This structure permits the sharing of capabilities among all formats by implementing them as part of the read() routine. Examples of this are automatic file downloading if a valid HTTP URL is detected and the decompression of a number of different archive formats.

Web services provided by data centers around the globe are an important source for waveform data. ObsPy implements clients able to interact with a comprehensive selection of such data centers [20]. A waveform data request will end up being stored in a Stream object so the workflow following the data acquisition is identical no matter the origin of the data.

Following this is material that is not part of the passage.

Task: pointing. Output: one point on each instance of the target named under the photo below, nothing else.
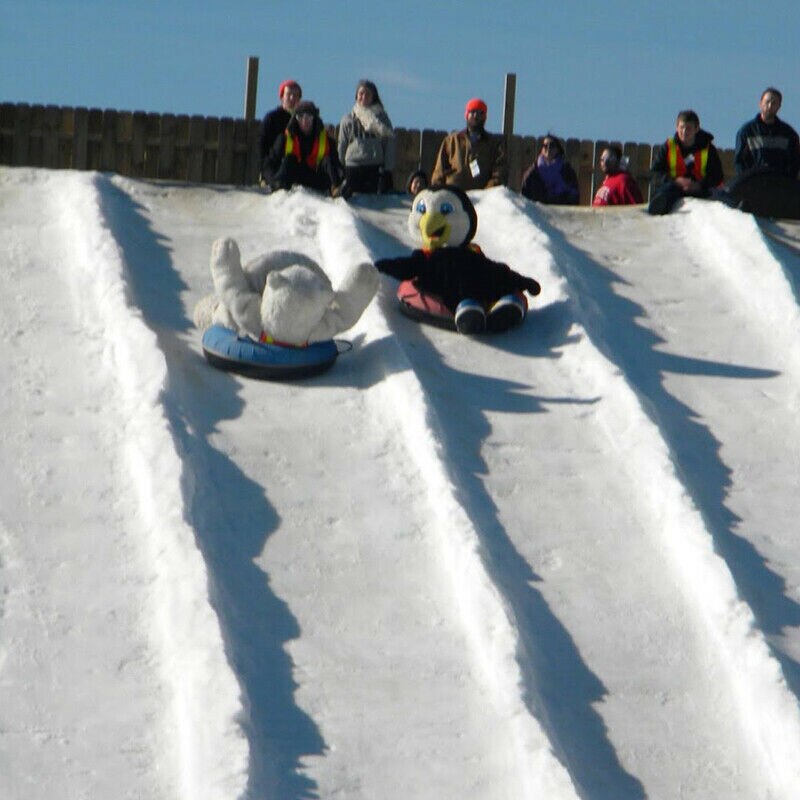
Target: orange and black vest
(677, 166)
(318, 151)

2.6. Domain-specific convenience methods

A unified internal data representation opens the possibility of defining methods transforming it. With respect to this, ObsPy offers a comprehensive collection of signal processing routines frequently used in seismology by relying heavily on functionality coming with NumPy and SciPy. These are implemented to match the needs seismologists have for a certain processing operation while keeping the data self-consistent. An example of this is the Trace.decimate() method which will apply a filter, decimate the data and adjust the sampling rate metadata of the times series. Caused by the potentially large number of samples, most operations are implemented as in-place modifications of the Stream and Trace objects.

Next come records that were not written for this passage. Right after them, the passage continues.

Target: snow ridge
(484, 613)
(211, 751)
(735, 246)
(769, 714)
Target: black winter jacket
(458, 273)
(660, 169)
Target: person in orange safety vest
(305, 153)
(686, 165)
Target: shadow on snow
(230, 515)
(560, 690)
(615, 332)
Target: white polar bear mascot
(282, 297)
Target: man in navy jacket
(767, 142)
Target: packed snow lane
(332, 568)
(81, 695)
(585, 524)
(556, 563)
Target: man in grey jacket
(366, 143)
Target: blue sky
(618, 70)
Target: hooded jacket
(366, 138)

Most processing methods are defined on a single Trace; the same methods on the Stream objects will call the corresponding method on each of their Trace children. This allows for a natural handling of three and more component data. A number of methods are specific to Stream methods. Consult table 1 for a selection of available signal processing routines.

Table 1.  Selection of processing methods for the Stream and Trace objects. Most Trace methods are also available on the Stream objects which will apply the chosen method to all their children.

Stream methods  
merge() Attempts to merge Trace objects with the same ID
rotate() Rotates two- or three-component Stream objects
select() Returns a new Stream with Traces matching the selection
 
Trace methods  
decimate() Decimates the data by an integer factor
detrend() Removes a linear trend from the data
differentiate() Differentiates the data with respect to time
filter() Filters the data
integrate() Integrates the data with respect to time
normalize() Normalizes the data to its absolute maximum
remove_response() Deconvolves the instrument response
resample() Resamples the data in the frequency domain
taper() Tapers the data
trigger() Runs a triggering algorithm on the data
trim() Cuts the data to given start and end time

In order to offer a large variety of functionality, ObsPy once again employs a plug-in system. Listings 3–5 demonstrate this by example with the Trace.taper() method. The employed plug-in system empowers the usage of functionality defined by different modules into a simple domain-specific API usable by scientists. It furthermore encourages code deduplication and reuse and thus enables ObsPy to offer a large variety of different functions without having to implement and test the details in many cases.

Listing 3:.  excerpt from ObsPy's setup.py file. Upon installation these entry points will be registered and made available to pkg-utils. The code snippet illustrates this by registering different taper windows. At the time of writing ObsPy exposes 18 different taper windows mainly from the scipy.signal module. Usage is demonstrated in the listing 5.

...
"obspy.plugin.taper": [
"cosine = obspy.signal.invsim:cosTaper",
"barthann = scipy.signal:barthann",
...
]
...

Listing 4:.  code fragments from within the Trace object's taper() method. It shows how the functions registered as illustrated in the listing 3 are called to obtain different taper windows and how optional keyword arguments are passed to it. Usage is demonstrated in the listing 5.

...
# retrieve function call from entry points
func = _getFunctionFromEntryPoint(
"taper", type)
...
taper_sides = func(2wlen, ∗∗kwargs)
...

Listing 5:.  usage of the functions registered and called in listings 3 and 4. Note how the actual taper windows can be and in this case are defined in different Python modules. On top of that, this listing demonstrates method chaining which is possible because the methods return their objects. The calls to copy() are necessary as most methods work in place and therefore would modify the object. This memory-saving behavior is wanted in most cases and is a conscious design choice to match the average use case.

import obspy
st = obspy.read("filename")
# Taper with a cosine window.
st2 = st.copy().taper("cosine")
# Taper a with modified Bartlett-Hann window.
st3 = st.copy().taper("barthann")
 
# The methods can be chained for a compact notation.
st4 = st.copy().detrend("linear").taper("cosine")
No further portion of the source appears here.